Dois corpos, com três cabeças,
meia volta, volta e meia
flutuam no quarto.

quarta-feira, 4 de agosto de 2010

VICENTE DE CARVALHO: SONETO

(Bruno Steinbach)
Velho Tema (II)

Eu cantarei de amor tão fortemente
Com tal celeuma e com tamanhos brados
Que afinal teus ouvidos, dominados,
Hão de à força escutar quanto eu sustente.
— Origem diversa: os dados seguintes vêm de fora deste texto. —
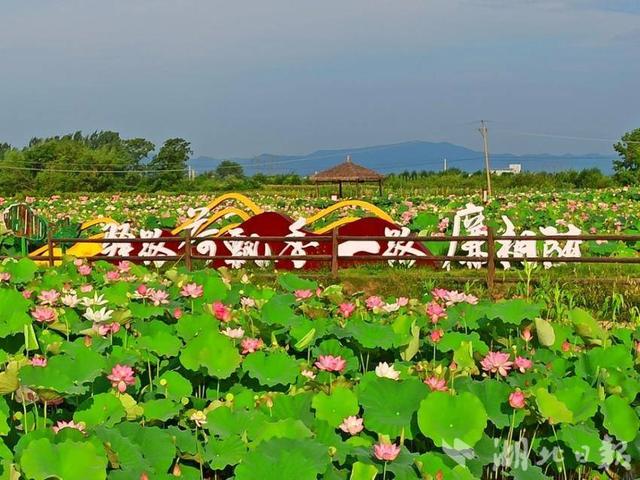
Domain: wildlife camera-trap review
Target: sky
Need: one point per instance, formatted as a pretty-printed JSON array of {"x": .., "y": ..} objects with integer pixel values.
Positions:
[{"x": 242, "y": 77}]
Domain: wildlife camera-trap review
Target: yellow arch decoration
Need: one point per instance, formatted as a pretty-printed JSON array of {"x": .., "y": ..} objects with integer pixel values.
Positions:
[
  {"x": 351, "y": 203},
  {"x": 222, "y": 213},
  {"x": 238, "y": 197}
]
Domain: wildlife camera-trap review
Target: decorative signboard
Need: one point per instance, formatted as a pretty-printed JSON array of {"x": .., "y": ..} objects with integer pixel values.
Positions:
[
  {"x": 212, "y": 230},
  {"x": 470, "y": 221}
]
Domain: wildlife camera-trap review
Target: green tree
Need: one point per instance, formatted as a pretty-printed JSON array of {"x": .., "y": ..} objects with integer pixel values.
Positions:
[
  {"x": 229, "y": 168},
  {"x": 627, "y": 168},
  {"x": 15, "y": 175}
]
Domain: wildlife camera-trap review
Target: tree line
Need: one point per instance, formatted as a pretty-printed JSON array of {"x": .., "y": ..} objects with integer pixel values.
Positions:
[{"x": 104, "y": 161}]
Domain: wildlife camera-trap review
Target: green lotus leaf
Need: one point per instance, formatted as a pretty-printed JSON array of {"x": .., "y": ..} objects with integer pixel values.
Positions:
[
  {"x": 161, "y": 409},
  {"x": 579, "y": 397},
  {"x": 214, "y": 352},
  {"x": 173, "y": 385},
  {"x": 554, "y": 410},
  {"x": 452, "y": 340},
  {"x": 22, "y": 271},
  {"x": 287, "y": 428},
  {"x": 454, "y": 421},
  {"x": 69, "y": 372},
  {"x": 620, "y": 419},
  {"x": 514, "y": 311},
  {"x": 291, "y": 282},
  {"x": 70, "y": 460},
  {"x": 544, "y": 331},
  {"x": 585, "y": 325},
  {"x": 591, "y": 364},
  {"x": 584, "y": 441},
  {"x": 390, "y": 405},
  {"x": 191, "y": 325},
  {"x": 222, "y": 453},
  {"x": 271, "y": 368},
  {"x": 337, "y": 406},
  {"x": 116, "y": 294},
  {"x": 335, "y": 348},
  {"x": 159, "y": 338},
  {"x": 281, "y": 458},
  {"x": 144, "y": 311},
  {"x": 14, "y": 312},
  {"x": 101, "y": 409},
  {"x": 494, "y": 395},
  {"x": 363, "y": 471}
]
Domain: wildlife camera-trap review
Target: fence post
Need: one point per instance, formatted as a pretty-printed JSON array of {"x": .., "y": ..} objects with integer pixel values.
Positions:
[
  {"x": 187, "y": 251},
  {"x": 491, "y": 259},
  {"x": 50, "y": 247},
  {"x": 334, "y": 253}
]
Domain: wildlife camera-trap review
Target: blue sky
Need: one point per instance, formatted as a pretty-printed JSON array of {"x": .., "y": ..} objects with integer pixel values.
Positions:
[{"x": 239, "y": 78}]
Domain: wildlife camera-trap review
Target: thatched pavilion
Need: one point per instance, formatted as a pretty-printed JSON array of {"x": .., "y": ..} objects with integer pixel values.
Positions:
[{"x": 348, "y": 172}]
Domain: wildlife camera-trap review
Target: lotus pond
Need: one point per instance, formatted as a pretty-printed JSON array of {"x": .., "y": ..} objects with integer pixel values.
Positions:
[{"x": 122, "y": 372}]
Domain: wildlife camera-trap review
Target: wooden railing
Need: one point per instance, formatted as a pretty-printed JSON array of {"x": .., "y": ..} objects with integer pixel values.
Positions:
[{"x": 333, "y": 259}]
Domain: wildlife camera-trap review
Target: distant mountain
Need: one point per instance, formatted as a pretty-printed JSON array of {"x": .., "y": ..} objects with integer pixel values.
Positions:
[{"x": 409, "y": 156}]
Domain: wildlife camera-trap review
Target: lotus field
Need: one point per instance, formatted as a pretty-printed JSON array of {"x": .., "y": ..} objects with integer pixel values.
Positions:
[{"x": 121, "y": 372}]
Quero que meu amor se te apresente
- Não andrajoso e mendigando agrados,
Mas tal como é: – risonho e sem cuidados,
Muito de altivo, um tanto de insolente.

Nem ele mais a desejar se atreve
Do que merece: eu te amo, e o meu desejo
Apenas cobra um bem que se me deve.

Clamo, e não gemo; avanço, e não rastejo;
E vou de olhos enxutos e alma leve
À galharda conquista do teu beijo.

segunda-feira, 2 de agosto de 2010

REVISTA DIVERSOS AFINS: POEMA CIRCUNSTÂNCIA

Meu poema Circunstância publicado na excelente revista Diversos afins. Muito obrigado aos editores!